/Maarten_De_Podcast_Analysis

We analyse the 'Maarten' podcast making use of the open.ai Whisper network to perform speech-to-text translation.

Primary LanguageJupyter Notebook

Maarten_De_Podcast_Analysis - Text analysis using Whisper amd BERTopic

This project explores how to use open-source tools such as Whisper and BERTopic to perform NLP on spoken content such as podcasts and videos. visualization topics

Abstract

De 'Maarten van Rossem'-podcast is one of the most popular podcasts in The Netherlands, which has produced more than 300 episodes in the past 2 years. In this article, we produce some fun, and hopefully interesting, statistics about the podcast. This is done by collecting all the currently available podcast episodes from the web, and transcribing them using the newly available Whisper automated speech recognition model by OpenAI. After some initial statistical analysis of the podcast, we finish our analysis by extracting topics from podcast using BERTopic, a Topic Modeling pipeline by Maarten Grootendorst. The goal of this project is first of all to have fun analysing the words of Maarten and Tom. I hope you'll learn something interesting from all this, enjoy!

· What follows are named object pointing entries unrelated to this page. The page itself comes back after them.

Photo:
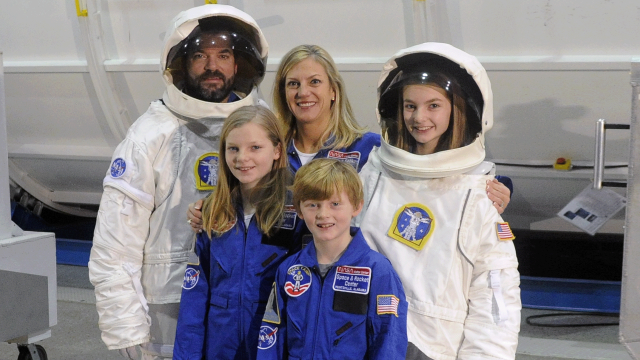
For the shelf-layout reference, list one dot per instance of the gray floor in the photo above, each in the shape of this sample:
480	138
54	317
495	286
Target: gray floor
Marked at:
76	337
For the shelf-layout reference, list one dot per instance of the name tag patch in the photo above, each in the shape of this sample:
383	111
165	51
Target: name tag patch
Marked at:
351	158
352	279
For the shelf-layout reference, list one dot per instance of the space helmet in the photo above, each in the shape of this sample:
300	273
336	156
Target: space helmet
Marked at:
462	76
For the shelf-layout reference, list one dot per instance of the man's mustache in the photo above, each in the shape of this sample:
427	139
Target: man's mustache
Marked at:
212	74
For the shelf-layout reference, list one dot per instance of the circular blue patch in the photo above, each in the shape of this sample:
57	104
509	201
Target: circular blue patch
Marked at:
267	337
298	280
191	277
118	167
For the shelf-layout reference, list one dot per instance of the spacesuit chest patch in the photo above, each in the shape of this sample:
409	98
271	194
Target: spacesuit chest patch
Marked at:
412	225
352	279
206	171
298	280
352	158
267	337
289	218
118	167
191	277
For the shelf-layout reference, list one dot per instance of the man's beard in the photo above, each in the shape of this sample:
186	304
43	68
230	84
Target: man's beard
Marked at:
194	88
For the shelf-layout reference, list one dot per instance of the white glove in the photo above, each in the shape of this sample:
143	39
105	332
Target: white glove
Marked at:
130	353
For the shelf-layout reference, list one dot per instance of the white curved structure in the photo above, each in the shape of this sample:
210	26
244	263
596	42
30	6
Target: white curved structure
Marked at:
74	83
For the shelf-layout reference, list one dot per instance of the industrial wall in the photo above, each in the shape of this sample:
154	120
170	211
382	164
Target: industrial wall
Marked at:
75	81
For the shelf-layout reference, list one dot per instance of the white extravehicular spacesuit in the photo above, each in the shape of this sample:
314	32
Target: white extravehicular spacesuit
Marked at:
168	159
430	216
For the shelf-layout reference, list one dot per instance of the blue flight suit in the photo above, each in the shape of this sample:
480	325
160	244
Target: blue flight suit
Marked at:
226	288
309	317
355	154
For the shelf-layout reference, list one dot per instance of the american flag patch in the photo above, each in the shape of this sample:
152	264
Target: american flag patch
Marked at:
504	231
387	304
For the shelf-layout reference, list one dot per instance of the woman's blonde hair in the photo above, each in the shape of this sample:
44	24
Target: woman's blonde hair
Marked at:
456	135
343	128
321	178
268	197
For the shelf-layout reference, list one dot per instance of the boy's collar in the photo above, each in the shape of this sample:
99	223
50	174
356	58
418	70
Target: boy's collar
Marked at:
356	249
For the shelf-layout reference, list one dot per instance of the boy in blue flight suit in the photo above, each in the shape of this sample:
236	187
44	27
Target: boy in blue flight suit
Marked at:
337	298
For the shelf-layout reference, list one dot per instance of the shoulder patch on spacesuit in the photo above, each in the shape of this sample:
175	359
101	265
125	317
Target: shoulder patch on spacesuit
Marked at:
193	259
352	158
272	311
289	218
267	337
206	171
191	277
412	225
298	280
352	279
118	167
504	231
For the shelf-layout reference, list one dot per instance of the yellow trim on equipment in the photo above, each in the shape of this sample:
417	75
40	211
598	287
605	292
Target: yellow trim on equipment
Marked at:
81	12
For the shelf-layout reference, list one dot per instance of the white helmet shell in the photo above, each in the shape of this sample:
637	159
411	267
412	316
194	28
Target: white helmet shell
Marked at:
447	162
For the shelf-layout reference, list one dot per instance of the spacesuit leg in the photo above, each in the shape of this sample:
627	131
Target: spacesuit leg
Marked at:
164	319
413	353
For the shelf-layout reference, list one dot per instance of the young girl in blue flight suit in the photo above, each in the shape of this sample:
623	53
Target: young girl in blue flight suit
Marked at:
248	233
337	298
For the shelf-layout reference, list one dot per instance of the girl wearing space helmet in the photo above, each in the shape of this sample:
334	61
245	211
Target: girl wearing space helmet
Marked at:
432	218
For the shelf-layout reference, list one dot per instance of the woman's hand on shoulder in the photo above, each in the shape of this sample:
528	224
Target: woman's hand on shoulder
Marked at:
499	194
194	216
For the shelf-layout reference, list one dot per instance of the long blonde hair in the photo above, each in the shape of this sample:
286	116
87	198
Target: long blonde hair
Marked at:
268	197
343	126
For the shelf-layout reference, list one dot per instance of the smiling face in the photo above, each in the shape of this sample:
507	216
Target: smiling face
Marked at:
211	69
329	220
309	93
426	113
249	154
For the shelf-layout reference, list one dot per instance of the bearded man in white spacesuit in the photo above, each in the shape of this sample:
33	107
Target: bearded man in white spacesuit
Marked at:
213	59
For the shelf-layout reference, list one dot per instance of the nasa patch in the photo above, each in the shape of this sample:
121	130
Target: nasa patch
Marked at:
118	167
412	225
351	158
267	337
191	277
298	280
352	279
206	171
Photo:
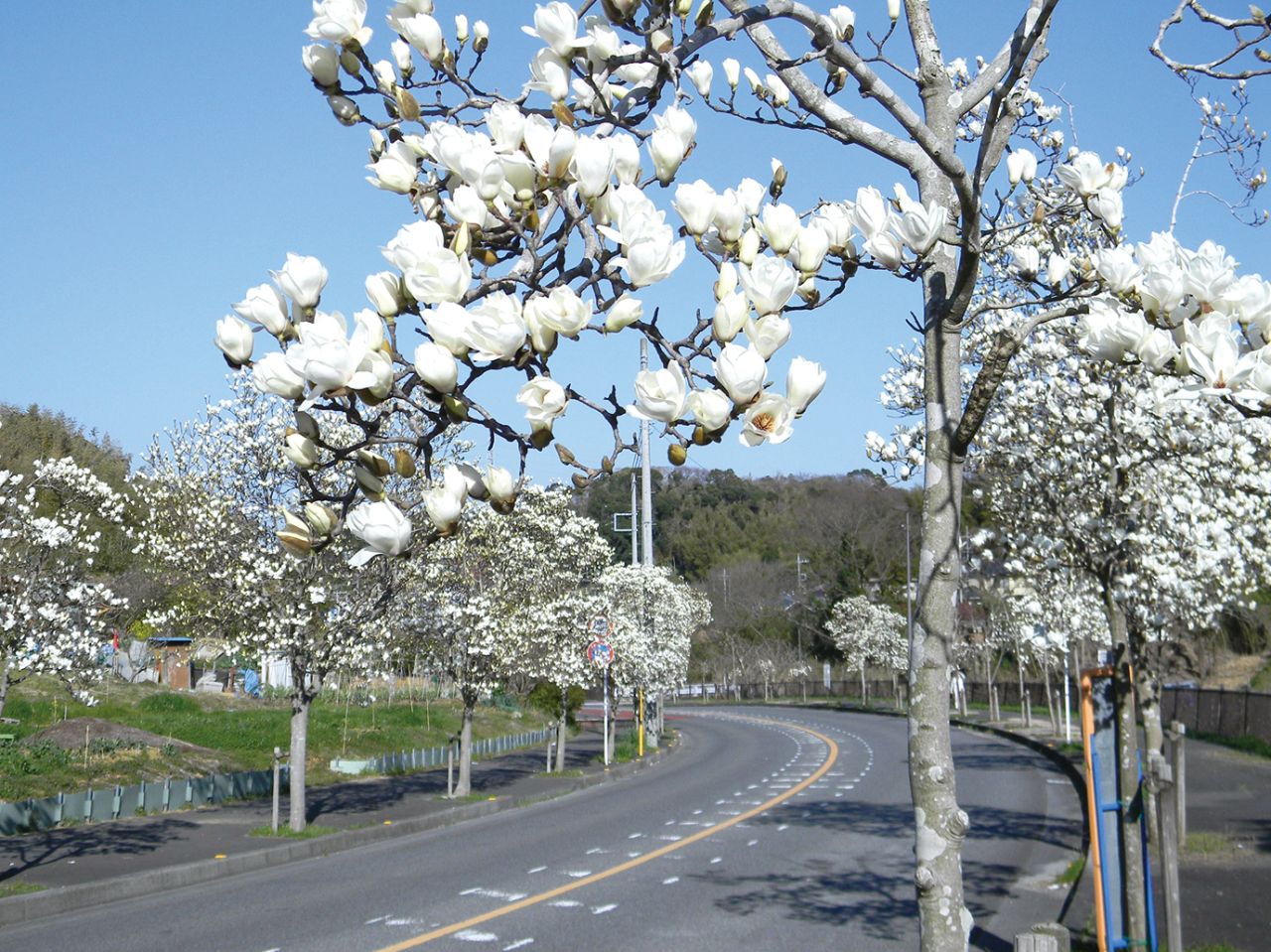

To read the blogpost, please click here

visualization topics over time

Usage

This reposirtory consists of 3 primary components:

  • A Webscraper to extract our audio-content, found under ./extract_data
  • A shell script to run Whisper to transcribe this content, found under ./speech_to_text
  • An analysis of the transcribed content, starting from simple techniques such as count-vectorizers up to more advanced models such as BERTopic.

Aditionally, ./extract_data and ./speech_to_text contain scripts which help with updating our dataset. This is usefull when your busy processing a podcast which has a weekly release cycle.